One of the things I want to do with the cairo PDF backend is to make the
PDF files useful as a vector format for importing into other
applications for editing. For example Inkscape's use of poppler for PDF
import and cairo for PDF export allows PDFs to be round trip edited in
Inkscape. GNUpdf will also allow PDF files to be edited. There have
previously been requests to make cairo PDFs able to be imported into
other applications for editing text.

This means we need to do a much better job of preserving the original
content than we would need just for viewing or printing. At a minimum,
API support for selectively enabling full font embedding instead of
subsetting is required.

If we start joining glyphs then every time the PDF is loaded, text is
edited, then saved the number of joined glyphs will multiply. There
would also be the problem of exceeding the maximum glyphs in a font.
This is particularly a problem for Type 1 fonts or if using the standard
encoding suggested below).

> Other Issues:
>
> Some other random thought about PDF text output that is not
> necessarily related to the text extraction problem, but passed
> through my mind during these experiments:
>

>   - Shall we use standard encodings if all the used glyphs in a
>     subset are in a well-supported standard encoding?  May be
>     worth the slight optimization.  Also may make generated
>     PS/PDF more readable for the case of simple ASCII text.
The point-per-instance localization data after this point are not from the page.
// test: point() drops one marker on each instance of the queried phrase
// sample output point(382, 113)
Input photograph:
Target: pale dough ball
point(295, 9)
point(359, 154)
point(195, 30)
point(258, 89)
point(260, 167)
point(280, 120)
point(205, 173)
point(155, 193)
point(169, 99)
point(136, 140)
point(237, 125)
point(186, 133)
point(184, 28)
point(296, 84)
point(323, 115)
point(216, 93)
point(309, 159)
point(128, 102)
This is something I have been thinking of doing as I have seen other PDF
files do this.

>   - Also occurred to me that in PDF almost all objects can come
>     after hey are referenced.  Does this mean we can write out
>     pages as we go and avoid writing to a temp file that we
>     currently do?

The PDF backend has never used a temp file.

>   - TaggedPDF allows for a lot more, but it's very hard to for
>     example mark all paragraphs and pages and all.  There's also
>     a ReversedText tag in there.  In most cases though, seems
>     like we can do the same without it as far as text extraction
>     is concerned.  Some cairo API may be added to allow TaggedPDF
>     marking from higher level.  Something like:
>
> 	cairo_pdf_marked_content_sequence_t
> 	cairo_pdf_surface_begin/end_marked_content()

Tagged PDF is something I plan on supporting, most likely using the API
discussed below. This will provide for a much more interesting text
extraction capability. I am very interested in supporting text reflow in
poppler. This is something that the Windows version of Adobe Reader
supports but is not available in the Linux version. This requires tagged
PDF for best results.

Details of the reflow feature can be seen at (search for "reflow"):

http://www.friendsofed.com/web-accessibility/chapter12.html

>   - Other possibly useful PDF APIs will be for embedding
>     arbitrary objects, for marking ActualText around arbitrary
>     drawing operations, and to get object number for any embedded
>     fonts, patterns, etc.  We are still waiting for someone more
>     familiar with PDF and higher-level use-cases to tell us what
>     exactly they need from cairo...

The alternate description entry "Alt" is likely the more useful entry
for marking drawing objects. It is described in the PDF Reference as
being for alternate descriptions for images for use with text to speech
readers.

The replacement text entry "ActualText" is described in the PDF
Reference as being for content that translates to text but is
represented in a non standard way such as glyphs for ligatures or custom
characters.

I am working on an API for inserting objects into the generated PDF file
and inserting text into the content stream. This would allow most of the
non graphics functionality i.e. the PDF Reference chapters on
"Interactive Features", "Multimedia", and "Document Interchange" to be
supported via a minimal set of API functions.

This would give applications the flexibility to either call this cairo
API directly for fine-grained control over these features or to use some
helper library that provides a higher level of abstraction without
requiring the application to understand the PDF format.